Godwin was the daughter of a British diplomat and an American artist, and was born in Berlin, Germany.
She married Penguin Editor-in-Chief Tony Godwin. In 1966 she became interested in photography,
through photographing her two young sons. She was self-taught in photography, and became a
professional in 1969 when her marriage ended.
After the publication of her first books - Rebecca the Lurcher (1973) and The Oldest Road: An
Exploration of the Ridgeway (1975), co-authored with J.R.L. Anderson - she was a prolific publisher,
working mainly in the landscape tradition to great acclaim and becoming the nation's most well-known
landscape photographer. Her early and mature work was informed by the sense of ecological
crisis present in late 1970s and 1980s England, as well as the landscape photography of Chambre Hardman.
Her early books were in the documentary tradition,
but from the late 1970s onwards she moved more towards art photography.
In 1986 the South Bank Show TV arts programme made her the subject of a full-length documentary. The first
such on a photographer, it was broadcast on 9th November.
In the 1990s she was offered a Fellowship at the National Museum of Photography in Bradford, which
pushed her work in the direction of colour and urban documentary.
Godwin had exhibitions which have toured Britain, her last major retrospective was at the Barbican
Centre, London in 2001. One major show at the Warwick Arts Centre failed to get any reviews,
and this caused her to self-publish her final books; Glassworks and Secret Lives. A good
retrospective book, Landmarks, was published by Dewi Lewis in 2002.

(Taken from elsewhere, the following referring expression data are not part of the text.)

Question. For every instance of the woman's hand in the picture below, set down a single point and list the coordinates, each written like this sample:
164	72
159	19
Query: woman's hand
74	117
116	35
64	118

Godwin served as the President of the Ramblers' Association from 1987 to 1990, after
which she became Life Vice-President.
The slipcase Rainbow Press 1979 first edition of Remains of Elmet: A Pennine
Sequence, her book collaboration with poet Ted Hughes, has become highly collectible
and fetches several thousand pounds. The book was also published in popular
form by Faber (with poor reproduction of the images), and then re-published
by them in 1994 simply as Elmet with a third of the book being new additional
poems and photographs. Hughes called the 1994 Elmet the "definitive" edition. Godwin
also said, in a 2001 interview, that this was the book she would like to be most remembered for.
"Moonlight, Avebury, 1974 (by Fay Godwin)
... This photograph, in particular, demolishes at a blow the
urbanite's notion that the works produced by William Blake,
Samuel Palmer, Edward Calvert and the rest of the Brotherhood
of Ancients were, even in their own day, an exaggerated form
of special pleading in the face of early industrialization;
idealized and romanticized beyond relevance to the issues of
the real world. For here it all is, not far off two centuries
later, the moon and the stone; the flock and the trees; the
dwellings tucked down, inconspicuous yet through their occupants
vital to the organization, organization in the sense of
organic patterning, of everything else present in the picture." - Phillip Stokes.